The survey you reported seems to have isolated fewer than expected avian influenza viruses from wild birds in the UK, and the way the samples were collected and stored could be to blame. On one of our trips to the Great Barrier Reef in the 1970s we collected 642 cloacal swabs from healthy shearwaters and terns, from which we isolated nine low-pathogenicity influenza viruses. Other surveys seem to have had a similar isolation rate.

We used dry swabs to collect the samples from the birds’ cloacas. These were immediately put into tubes containing 2 millilitres of tissue culture growth medium and then snap frozen in liquid nitrogen. The samples were never allowed to dry out or stored at the temperature of a domestic freezer, which would have destroyed the virus, for sure.

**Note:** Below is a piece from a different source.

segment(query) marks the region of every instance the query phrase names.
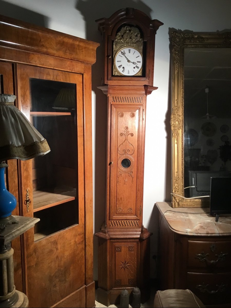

Nowadays, cloacal samples are tested for virus using PCR to amplify RNA, so virus in the samples does not have to be kept “alive” unless viable virus is required for further experiments. If liquid nitrogen is not easily available, cloacal swabs for PCR can be put straight into ethanol, which destroys the virus but preserves the RNA.

I don’t know if the refrigerated swabs that had dried out (as reported in your article) were still suitable for PCR analysis, but I suspect from the results that they were not. But why on earth do this? Putting the samples into ethanol is no big deal.

Murrumbateman, New South Wales, Australia

Debora MacKenzie writes:

• We asked the UK’s Department for Environment, Food and Rural Affairs, which runs the VLA, whether it would evaluate different methods for preserving bird flu virus in field samples. DEFRA said it is “looking into the possibility of conducting a trial in this area”.